- Ex-diplomatas apontam atraso nas evacuações de americanos durante o conflito com o Irã, incluindo falta de pessoal sênior qualificado e possível queda de confiança interna.
- Até 12 de março, o Departamento de Estado organizou quase 50 voos charter e auxiliou cerca de 50 mil cidadãos americanos na região.
- Faltas reportadas incluem liderança consular fraca em Washington e ausência de embaixadores confirmados em várias missões, incluindo Qatar, Emirados Árabes Unidos, Arábia Saudita, Iraque e Kuwait.
- Críticos afirmam que nomeações políticas e lealdade a partidos teriam influenciado cargos-chave, com destaque para a liderança de consular affairs e a percepção de politização.
- Em meio às evacuações, acusações de falta de comunicação eficaz e de confiança entre diferentes níveis do Departamento foram discutidas por ex-funcionários, sem consenso sobre a melhor estratégia de retirada.
O Departamento de Estado dos EUA enfrenta críticas sobre a condução das evacuações durante a crise com o Irã.
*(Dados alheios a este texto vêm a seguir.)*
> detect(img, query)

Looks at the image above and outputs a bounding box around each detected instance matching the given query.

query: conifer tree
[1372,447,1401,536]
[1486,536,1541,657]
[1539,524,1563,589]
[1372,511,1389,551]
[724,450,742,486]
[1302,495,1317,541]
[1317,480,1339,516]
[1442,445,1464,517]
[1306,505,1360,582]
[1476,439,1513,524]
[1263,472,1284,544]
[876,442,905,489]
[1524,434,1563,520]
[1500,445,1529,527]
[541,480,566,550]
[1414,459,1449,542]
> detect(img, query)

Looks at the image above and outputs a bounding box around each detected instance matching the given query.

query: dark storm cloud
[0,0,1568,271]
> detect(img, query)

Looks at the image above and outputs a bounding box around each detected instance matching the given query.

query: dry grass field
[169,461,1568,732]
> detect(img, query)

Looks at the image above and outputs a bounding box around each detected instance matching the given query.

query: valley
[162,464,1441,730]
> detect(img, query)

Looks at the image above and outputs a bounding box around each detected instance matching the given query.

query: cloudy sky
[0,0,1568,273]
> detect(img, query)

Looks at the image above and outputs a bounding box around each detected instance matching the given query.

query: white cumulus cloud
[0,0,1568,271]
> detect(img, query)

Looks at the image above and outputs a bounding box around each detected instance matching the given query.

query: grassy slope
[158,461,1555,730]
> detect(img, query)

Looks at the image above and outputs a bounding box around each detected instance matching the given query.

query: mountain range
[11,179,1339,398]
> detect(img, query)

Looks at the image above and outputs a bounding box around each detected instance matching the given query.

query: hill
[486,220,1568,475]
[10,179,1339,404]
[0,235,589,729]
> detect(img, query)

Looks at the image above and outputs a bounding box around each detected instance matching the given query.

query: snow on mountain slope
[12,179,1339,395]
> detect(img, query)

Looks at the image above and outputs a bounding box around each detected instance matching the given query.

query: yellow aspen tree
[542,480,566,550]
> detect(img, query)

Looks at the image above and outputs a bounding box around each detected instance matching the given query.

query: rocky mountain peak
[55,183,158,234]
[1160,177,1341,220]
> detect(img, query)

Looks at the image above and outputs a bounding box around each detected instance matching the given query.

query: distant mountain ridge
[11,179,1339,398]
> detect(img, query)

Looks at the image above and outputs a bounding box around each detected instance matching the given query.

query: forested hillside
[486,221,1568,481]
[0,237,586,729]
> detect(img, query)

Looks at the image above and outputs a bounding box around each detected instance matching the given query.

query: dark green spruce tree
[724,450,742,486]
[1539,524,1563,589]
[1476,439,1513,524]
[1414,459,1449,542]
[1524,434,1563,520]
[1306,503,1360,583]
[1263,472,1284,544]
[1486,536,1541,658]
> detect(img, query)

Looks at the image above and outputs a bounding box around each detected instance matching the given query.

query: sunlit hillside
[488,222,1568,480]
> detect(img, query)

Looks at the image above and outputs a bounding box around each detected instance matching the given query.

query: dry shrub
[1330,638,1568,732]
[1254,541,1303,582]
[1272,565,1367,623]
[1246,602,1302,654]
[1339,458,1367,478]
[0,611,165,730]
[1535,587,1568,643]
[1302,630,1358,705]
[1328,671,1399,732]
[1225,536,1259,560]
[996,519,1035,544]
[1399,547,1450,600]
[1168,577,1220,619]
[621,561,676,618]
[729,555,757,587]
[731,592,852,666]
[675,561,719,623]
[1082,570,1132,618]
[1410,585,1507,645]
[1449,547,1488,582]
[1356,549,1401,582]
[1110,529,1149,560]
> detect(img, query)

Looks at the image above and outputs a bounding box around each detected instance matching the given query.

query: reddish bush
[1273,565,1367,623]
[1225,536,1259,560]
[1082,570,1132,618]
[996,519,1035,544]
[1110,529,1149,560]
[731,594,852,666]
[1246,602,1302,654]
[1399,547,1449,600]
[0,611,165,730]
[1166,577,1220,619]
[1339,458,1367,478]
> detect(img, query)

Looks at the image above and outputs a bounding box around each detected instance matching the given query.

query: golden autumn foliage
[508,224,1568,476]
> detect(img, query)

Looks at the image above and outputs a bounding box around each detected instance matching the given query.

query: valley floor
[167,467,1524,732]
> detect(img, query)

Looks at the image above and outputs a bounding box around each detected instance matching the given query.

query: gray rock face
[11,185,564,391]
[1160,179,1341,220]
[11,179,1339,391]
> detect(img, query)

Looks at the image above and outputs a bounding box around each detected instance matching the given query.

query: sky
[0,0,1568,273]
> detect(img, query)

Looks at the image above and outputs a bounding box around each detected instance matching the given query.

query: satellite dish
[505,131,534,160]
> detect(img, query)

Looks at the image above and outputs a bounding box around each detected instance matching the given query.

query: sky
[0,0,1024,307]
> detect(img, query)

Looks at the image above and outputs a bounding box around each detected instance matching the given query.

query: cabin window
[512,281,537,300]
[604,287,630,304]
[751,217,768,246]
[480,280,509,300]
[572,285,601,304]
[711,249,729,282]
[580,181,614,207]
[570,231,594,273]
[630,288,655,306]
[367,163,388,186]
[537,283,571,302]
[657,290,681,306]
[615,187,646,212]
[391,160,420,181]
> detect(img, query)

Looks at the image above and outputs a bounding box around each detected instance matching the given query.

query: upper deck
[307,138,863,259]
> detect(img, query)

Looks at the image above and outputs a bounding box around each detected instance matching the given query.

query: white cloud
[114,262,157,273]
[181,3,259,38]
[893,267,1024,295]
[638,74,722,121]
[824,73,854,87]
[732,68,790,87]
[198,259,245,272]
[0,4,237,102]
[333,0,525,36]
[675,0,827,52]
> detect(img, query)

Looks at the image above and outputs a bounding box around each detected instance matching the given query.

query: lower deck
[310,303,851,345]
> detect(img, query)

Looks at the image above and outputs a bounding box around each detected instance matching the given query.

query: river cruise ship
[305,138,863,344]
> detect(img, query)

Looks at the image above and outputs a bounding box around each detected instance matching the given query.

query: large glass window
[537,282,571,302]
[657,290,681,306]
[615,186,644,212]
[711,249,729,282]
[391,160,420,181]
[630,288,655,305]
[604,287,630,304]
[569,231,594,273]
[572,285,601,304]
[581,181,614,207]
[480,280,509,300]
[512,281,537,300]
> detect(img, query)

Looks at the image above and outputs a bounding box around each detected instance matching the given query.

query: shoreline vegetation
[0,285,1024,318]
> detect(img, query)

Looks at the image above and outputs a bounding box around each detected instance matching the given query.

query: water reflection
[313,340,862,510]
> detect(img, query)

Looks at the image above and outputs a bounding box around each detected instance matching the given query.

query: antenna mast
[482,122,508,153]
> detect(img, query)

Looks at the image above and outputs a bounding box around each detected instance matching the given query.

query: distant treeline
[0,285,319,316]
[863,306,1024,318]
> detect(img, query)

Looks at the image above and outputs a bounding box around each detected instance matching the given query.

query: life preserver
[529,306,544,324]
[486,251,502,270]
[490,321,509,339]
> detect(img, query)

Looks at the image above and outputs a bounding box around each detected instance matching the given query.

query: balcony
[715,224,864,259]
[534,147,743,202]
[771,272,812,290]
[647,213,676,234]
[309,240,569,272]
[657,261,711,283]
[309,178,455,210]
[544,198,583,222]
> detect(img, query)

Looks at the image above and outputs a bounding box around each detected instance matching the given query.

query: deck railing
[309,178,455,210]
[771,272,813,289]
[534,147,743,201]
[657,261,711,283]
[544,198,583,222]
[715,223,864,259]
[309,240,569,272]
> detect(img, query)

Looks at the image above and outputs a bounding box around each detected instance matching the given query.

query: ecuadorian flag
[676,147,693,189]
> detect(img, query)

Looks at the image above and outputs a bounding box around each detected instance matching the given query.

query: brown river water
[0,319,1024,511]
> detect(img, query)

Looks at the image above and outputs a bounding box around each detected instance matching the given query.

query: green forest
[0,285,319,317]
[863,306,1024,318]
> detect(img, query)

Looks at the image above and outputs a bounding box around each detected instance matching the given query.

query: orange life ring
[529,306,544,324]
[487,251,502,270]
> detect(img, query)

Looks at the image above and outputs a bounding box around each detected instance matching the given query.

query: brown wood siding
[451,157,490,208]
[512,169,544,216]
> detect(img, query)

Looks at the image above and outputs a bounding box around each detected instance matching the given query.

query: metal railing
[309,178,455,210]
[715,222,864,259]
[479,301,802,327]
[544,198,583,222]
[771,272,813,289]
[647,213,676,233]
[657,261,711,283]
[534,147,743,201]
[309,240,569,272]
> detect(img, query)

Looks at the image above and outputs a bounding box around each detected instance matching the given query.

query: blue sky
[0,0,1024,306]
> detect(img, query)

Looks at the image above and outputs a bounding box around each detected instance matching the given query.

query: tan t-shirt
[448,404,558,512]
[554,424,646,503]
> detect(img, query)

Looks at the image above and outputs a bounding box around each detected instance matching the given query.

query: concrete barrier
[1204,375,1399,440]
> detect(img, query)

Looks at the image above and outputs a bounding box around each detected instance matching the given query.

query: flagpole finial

Diplomatas exaustralizam a falta de pessoal sênior qualificado e uma possível quebra de confiança interna, que teriam atrasado saídas de diplomatas e civis americanos.
Segundo relatos de ex-funcionários, houve demora em planejar a retirada de quem não era essencial, mesmo com milhares de cidadãos no Oriente Médio. O órgão conseguiu realizar quase 50 voos fretados até 12 de março e ofereceu orientação para cerca de 50 mil cidadãos, porém a evacuação foi construída sob pressões crescentes.
Até março, não houve vítimas entre diplomatas ou civis dos EUA em função das evacuações tardias, mas críticos afirmam que o risco poderia ter sido menor com planejamento mais precoce. O porta-voz do Departamento afirmou que a prioridade era a segurança de americanos e diplomatas, com equipes trabalhando 24/7 para cumprir esse objetivo.
Ex-funcionários apontam falhas estruturais na operação. Alegam escassez de funcionários seniores com experiência regional e a percepção de que lealdade política teria ganhado peso sobre a experiência, o que prejudicaria decisões-chave.
Em Washington, houve questionamentos sobre a direção da condução consular. A liderança de assuntos consulares, responsável pela assistência a cidadãos, é citada como um elo crítico na coordenação de evacuações e de resposta a emergências.
Alguns oficiais destacam que a ausência de embaixadores confirmados em postos-chave da região enfraquece coordenação e confiança entre as emissárias e Washington. Embaixadas no Qatar, Emirados Árabes, Arábia Saudita, Iraque e Kuwait estavam sob liderança interina.
A liderança de serviços para cidadãos no exterior também é citada como fator potencial de fragilidade. A nomeação de um chefe sem histórico consular tradicional é tema de debate entre ex-funcionários, que defendem perfis com longa experiência em missões consulares.
Críticos sugerem que mudanças recentes na administração teriam elevado a sensação de lealdade política, em detrimento da meritocracia na escolha de cargos; o Departamento nega, destacando avaliações de capacidade e mérito.
As avaliações internas sobre comunicação com cidadãos e com o governo permanecem sob escrutínio. Relatos indicam falhas na transmissão de avisos de viagem, o que prejudicou a mobilização de saídas durante a intensificação das hostilidades.
Entre especialistas, há ainda debates sobre o momento adequado para evacuar. Alguns argumentam que ações preventivas antes do agravamento do conflito poderiam ter reduzido riscos, sem expor a evacuação como sinal claro de intenções militares.
A crise trouxe perguntas sobre o papel de embaixadas sem autoridades de alto escalão e como isso afeta a coordenação com Washington. As autoridades destacam que a capacidade de resposta depende de liderança estável e experiência em operações consulares.
O debate, no entanto, não aponta para uma conclusão final. Diversos ex-funcionários defendem que medidas de preparo e evacuação devem ser tomadas com autonomia regional, desde que alinhadas a diretrizes nacionais claras.